I. Statutory Authority and Executive Order 13224

Charities are among entities subject to asset seizure under Patriot Act amendments to IEEPA, which gives the President discretion to declare an emergency for “any unusual and extraordinary threat, which has its source in whole or substantial part outside the United States, to the national security, foreign policy, or economy of the United States.” See 50 U.S.C. 1701 (2003).

Section 302 of the Anti-Terrorism and Effective Death Penalty Act of 1996 allows the Secretary of State to designate Foreign Terrorist Organizations (FTOs), and makes it a crime for U.S. persons to provide an FTO with material support. U.S. financial institutions are required to block funds of designated organizations and persons.

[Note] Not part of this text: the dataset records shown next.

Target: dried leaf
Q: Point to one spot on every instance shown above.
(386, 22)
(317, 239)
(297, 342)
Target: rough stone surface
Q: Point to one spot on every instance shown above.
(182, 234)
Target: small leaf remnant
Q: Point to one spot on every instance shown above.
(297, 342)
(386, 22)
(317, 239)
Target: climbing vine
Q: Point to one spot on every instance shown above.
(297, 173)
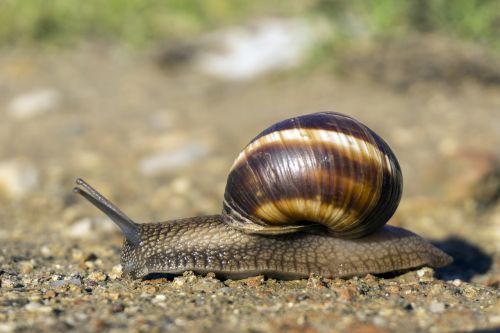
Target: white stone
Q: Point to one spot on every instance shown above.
(17, 178)
(34, 103)
(172, 158)
(242, 53)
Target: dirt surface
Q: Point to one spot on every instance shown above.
(159, 144)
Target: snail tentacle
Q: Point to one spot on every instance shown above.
(129, 228)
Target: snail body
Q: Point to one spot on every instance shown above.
(309, 194)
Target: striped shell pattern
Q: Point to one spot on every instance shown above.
(323, 168)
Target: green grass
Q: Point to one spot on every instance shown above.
(139, 22)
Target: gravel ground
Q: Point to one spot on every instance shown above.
(159, 143)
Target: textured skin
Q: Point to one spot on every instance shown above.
(206, 244)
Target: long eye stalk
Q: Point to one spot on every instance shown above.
(129, 228)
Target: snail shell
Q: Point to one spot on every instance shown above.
(325, 168)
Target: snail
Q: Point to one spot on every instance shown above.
(310, 194)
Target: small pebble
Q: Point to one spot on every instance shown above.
(437, 307)
(97, 276)
(172, 158)
(37, 307)
(34, 103)
(116, 272)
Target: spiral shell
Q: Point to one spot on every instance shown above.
(323, 168)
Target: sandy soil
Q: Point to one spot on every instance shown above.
(159, 143)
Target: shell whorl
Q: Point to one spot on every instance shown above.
(323, 168)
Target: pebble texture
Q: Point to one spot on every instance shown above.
(60, 257)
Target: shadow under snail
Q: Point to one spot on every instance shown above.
(310, 194)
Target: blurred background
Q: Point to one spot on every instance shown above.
(150, 101)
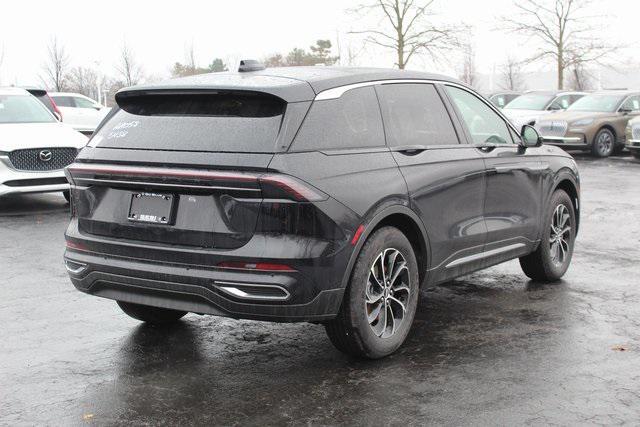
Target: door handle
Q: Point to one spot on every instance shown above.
(410, 150)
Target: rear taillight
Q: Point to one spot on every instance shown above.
(256, 266)
(275, 186)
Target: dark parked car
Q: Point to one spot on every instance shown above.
(319, 194)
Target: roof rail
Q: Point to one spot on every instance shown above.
(250, 65)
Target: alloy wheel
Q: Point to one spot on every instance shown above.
(387, 292)
(560, 236)
(604, 142)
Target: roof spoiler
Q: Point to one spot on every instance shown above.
(250, 65)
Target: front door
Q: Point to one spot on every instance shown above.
(445, 178)
(514, 175)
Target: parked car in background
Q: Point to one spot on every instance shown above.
(79, 111)
(530, 106)
(34, 146)
(501, 99)
(45, 98)
(596, 122)
(633, 137)
(311, 194)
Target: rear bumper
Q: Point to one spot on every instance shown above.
(193, 290)
(13, 181)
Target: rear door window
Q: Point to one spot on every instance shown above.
(247, 122)
(415, 115)
(351, 121)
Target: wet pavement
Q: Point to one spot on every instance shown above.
(491, 348)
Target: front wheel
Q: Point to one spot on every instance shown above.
(155, 315)
(604, 143)
(381, 298)
(553, 256)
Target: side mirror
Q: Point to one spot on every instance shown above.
(530, 137)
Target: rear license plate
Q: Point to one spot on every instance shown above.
(152, 207)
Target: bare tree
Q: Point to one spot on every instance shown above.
(84, 80)
(511, 74)
(580, 78)
(566, 34)
(469, 73)
(128, 68)
(407, 27)
(55, 69)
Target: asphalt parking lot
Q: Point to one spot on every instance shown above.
(491, 348)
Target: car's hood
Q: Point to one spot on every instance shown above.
(15, 136)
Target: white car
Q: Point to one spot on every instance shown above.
(34, 146)
(530, 106)
(79, 111)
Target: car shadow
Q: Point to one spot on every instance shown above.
(223, 371)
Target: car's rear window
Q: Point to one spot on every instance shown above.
(219, 121)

President Bush used these powers on Sept. 24, 2001, declaring an emergency with respect to the “grave acts of terrorism and threats of terrorism…and the continuing and immediate threat of further attacks on the United States . . . ” granting the Treasury Department (among other powers) the ability to freeze the assets of all persons the Secretary of the Treasury determined “. .. to assist in, sponsor, or provide financial, material, or technological support for. . .such acts of (foreign) terrorism or those persons listed in the Annex to this order…or to be otherwise associated with those persons listed in the Annex to this order.” Executive Order No. 13224, 66 Fed. Reg. 49079 (2001), at Sec. 1(d)(i), (ii). The Annex to the Order named 27 persons and organizations. Currently over 430 entities are listed, including six U.S. based charities.

The Dept. of State introduction to EO 13224 states its purpose is to provide “a means by which to disrupt the financial support network for terrorists and terrorist organizations…that commit, or pose a significant risk of committing, acts of terrorism…the Order authorizes the U.S. government to block the assets of individuals and entities that provide support, services, or assistance to, or otherwise associate with, terrorists and terrorist organizations designated under the Order, as well as their subsidiaries, front organizations, agents, and associates.”

Under the statutes the Secretary of State, Secretary of Treasury and Attorney General consult and designate people and entities that they determine are “owned or controlled by, or act for or on behalf of” a listed person or entity, or provide them with material assistance, technological support or other services, or are “otherwise associated with” them. Once the designation is made OFAC takes action to block the assets. Notice of designation is published in the Federal Register, the person or entity is added to OFAC’s list of Specially Designated Global Terrorists and the designation remains in effect until the EO lapses or is otherwise terminated. See 50 U.S.C. APP. 5(B), 22 U.S.C. 2370(A), 22 U.S.C. 6001

The threshold for asset seizure is low. Under the Patriot Act revisions to IEEPA, the Treasury Department can freeze an organization’s assets pending an investigation into possible associations with a designated terrorist group. See Patriot Act at Section 106 (adding the words “block during the pendency of an investigation” after the word “investigate” in IEEPA, 50 U.S.C. 1702(a)(1)(B)( 2000)). 50 U.S.C. 1702 now reads in relevant part: “At the times and to the extent specified in section 202 [50 USCS 1701], the President may, under such regulations as he may prescribe, by means of instructions, licenses, or otherwise…block during the pendency of an investigation…any acquisition, holding, withholding, use, transfer, withdrawal, transportation, importation or exportation of, or dealing in, or exercising any right, power, or privilege with respect to. . . or transactions involving, any property in which any foreign country or a national thereof has any interest by any person, or with respect to any property, subject to the jurisdiction of the United States. . .”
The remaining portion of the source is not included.